O perseguidor sempre abomina o perseguido porque enxerga nele o que não admite ver em si mesmo, e teme perder um poder fictício que crê possuir. O medo do diferente, do desconhecido e de olhar para si mesmo em profundidade estimula insegurança, rejeição, discórdia, preconceitos e violência de todos os matizes.
A caça às bruxas pode surgir de maneira aparentemente inofensiva, às vezes como uma fofoca, uma maledicência venenosa ou irresponsável. Essa é uma maneira sub-reptícia e corrosiva de caça às bruxas que atua nos subterrâneos da mente das pessoas, mina relações interpessoais e distorce princípios. A fofoca daninha revela o desespero de indivíduos para provar que seus defeitos não existem, e acreditar que as outras pessoas são portadoras deles de forma exponencial.
Muitas vezes, uma fofoca aparentemente sem importância atinge tamanha força que leva à destruição de sonhos e projetos grandiosos. Por outro lado, a fofoca geralmente surge da inveja e do medo, ou da falta de transparência de intenções e clareza de atitudes daquele que é alvo dela.

(Foto:Glenda Otero).

Tudo isso nos mostra o quanto é importante o autoconhecimento, a coragem e a honestidade; enfim, a vivência dos valores humanos. As transformações começam pelo diálogo com a própria sombra. É o modo de abrir portais interiores para a compreensão e aceitação de si mesmo e das potências negativas e positivas que carregamos. A partir daí, superamos limites e remapeamos os caminhos da alma. Isso descontamina o olhar e redefine nosso comportamento, ideais e atitudes perante a vida.
Encarar a própria sombra pode transformar adversários em aliados e aproximar, pelo coração, aqueles que, acuados, preferem construir trincheiras a compartilhar. Aceitar que temos um lado escuro, ou pelo menos nebuloso e sombrio, é o primeiro passo para superar a tirania do ego vaidoso, manipulador e controlador que alimenta uma constante guerra de opostos.
O ego personalidade se alimenta de ignorância espiritual; por isso, nutre preferências e aversões, gerando separatividade e agressividade. O exercício da espiritualidade em todas as tradições espirituais leva à vivência natural e diária dos valores humanos. Esses valores revelam o esplendor da nossa humanidade e abrem portais interiores que nos convocam para agir em parceria, como agentes de transformações.
Então, o divino em nós se revela, ilumina a sombra e permite o compromisso do corpo, da mente e do espírito com a Verdade.

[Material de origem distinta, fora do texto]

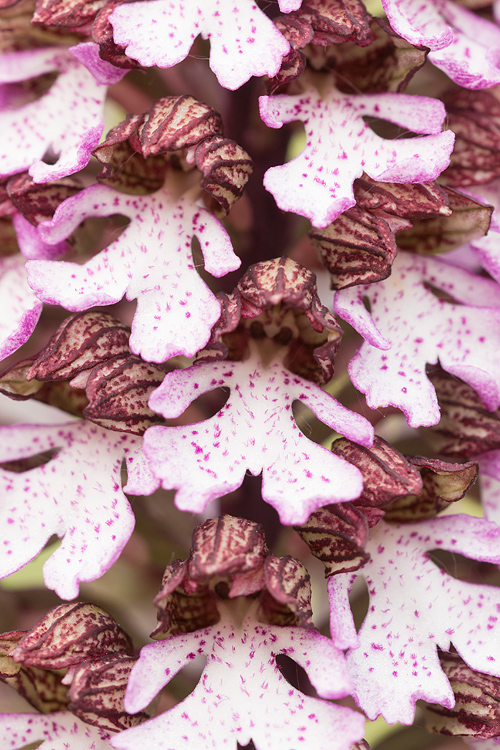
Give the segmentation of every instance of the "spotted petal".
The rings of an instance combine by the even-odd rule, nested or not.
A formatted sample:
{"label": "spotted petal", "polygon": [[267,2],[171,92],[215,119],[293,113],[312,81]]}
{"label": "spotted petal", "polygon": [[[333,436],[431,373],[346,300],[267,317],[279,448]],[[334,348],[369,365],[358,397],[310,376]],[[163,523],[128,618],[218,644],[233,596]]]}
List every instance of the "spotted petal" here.
{"label": "spotted petal", "polygon": [[[353,182],[366,172],[381,182],[427,182],[449,164],[454,135],[441,132],[441,102],[407,94],[342,94],[330,86],[321,96],[262,96],[261,117],[271,128],[301,120],[307,143],[287,164],[271,167],[264,185],[284,211],[326,227],[355,205]],[[363,118],[374,116],[409,128],[423,138],[386,140]]]}
{"label": "spotted petal", "polygon": [[247,745],[257,750],[315,747],[349,750],[363,736],[363,717],[348,708],[310,698],[286,682],[276,656],[304,667],[323,698],[349,691],[343,657],[328,638],[304,628],[262,625],[248,615],[229,616],[210,628],[146,646],[132,670],[125,708],[136,712],[196,654],[207,657],[191,695],[172,710],[113,738],[117,750],[214,750]]}
{"label": "spotted petal", "polygon": [[437,647],[453,644],[472,669],[500,675],[500,592],[453,578],[427,555],[445,549],[498,564],[499,542],[498,526],[470,516],[380,522],[366,548],[371,559],[359,571],[370,603],[358,636],[347,599],[358,573],[330,578],[332,637],[339,648],[351,646],[354,695],[369,718],[411,724],[419,698],[453,707]]}
{"label": "spotted petal", "polygon": [[40,235],[57,243],[87,217],[116,213],[131,220],[117,240],[83,266],[31,261],[31,287],[42,301],[75,312],[113,304],[123,295],[137,299],[134,354],[152,362],[193,356],[207,343],[220,303],[195,269],[191,240],[200,239],[206,270],[223,276],[240,265],[226,230],[189,197],[178,200],[166,188],[138,196],[94,185],[64,201],[52,221],[40,226]]}
{"label": "spotted petal", "polygon": [[[446,295],[453,301],[442,299]],[[425,373],[426,364],[438,359],[475,388],[486,408],[498,408],[499,308],[494,281],[410,253],[398,256],[389,279],[335,297],[336,312],[366,339],[349,365],[354,385],[372,409],[402,409],[411,427],[439,422],[436,393]]]}
{"label": "spotted petal", "polygon": [[359,470],[298,429],[292,403],[300,400],[331,428],[370,445],[373,428],[313,383],[279,363],[265,369],[256,356],[243,362],[210,362],[169,373],[149,405],[179,416],[196,397],[231,389],[211,419],[182,427],[151,427],[144,449],[163,486],[178,489],[182,510],[201,512],[210,500],[238,488],[245,473],[263,472],[262,497],[282,523],[303,523],[316,508],[360,495]]}
{"label": "spotted petal", "polygon": [[[282,12],[300,0],[281,0]],[[201,34],[210,39],[210,67],[221,86],[237,89],[251,76],[274,76],[290,45],[252,0],[148,0],[119,5],[110,16],[114,40],[141,65],[170,68]],[[166,43],[166,40],[168,43]]]}
{"label": "spotted petal", "polygon": [[111,750],[111,732],[84,724],[69,711],[48,714],[0,714],[0,745],[21,750],[41,742],[42,750]]}
{"label": "spotted petal", "polygon": [[[0,84],[58,73],[40,99],[0,112],[0,174],[29,169],[35,182],[78,172],[90,160],[104,126],[106,87],[64,48],[10,52],[0,58]],[[42,161],[51,149],[55,164]]]}
{"label": "spotted petal", "polygon": [[0,470],[0,577],[26,565],[57,534],[63,541],[44,565],[45,583],[72,599],[80,581],[93,581],[111,567],[134,528],[121,486],[123,460],[127,492],[151,494],[158,482],[141,440],[130,435],[82,421],[0,427],[1,462],[46,451],[57,453],[36,468]]}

Marilu Martinelli é atriz. jornalista, escritora, educadora, professora de Mitologia Universal e Filosofia Oriental. Consultora para Formação do Educador em Valores Humanos e Formação de Lideranças Empresarias e Gerenciamento em Valores. Professora da UNIPAZ e UNIBEM. Especialista em Desenvolvimento Humano. Professora convidada da Universidade Católica de Arequipa e Universidade Federal de Lima, Peru.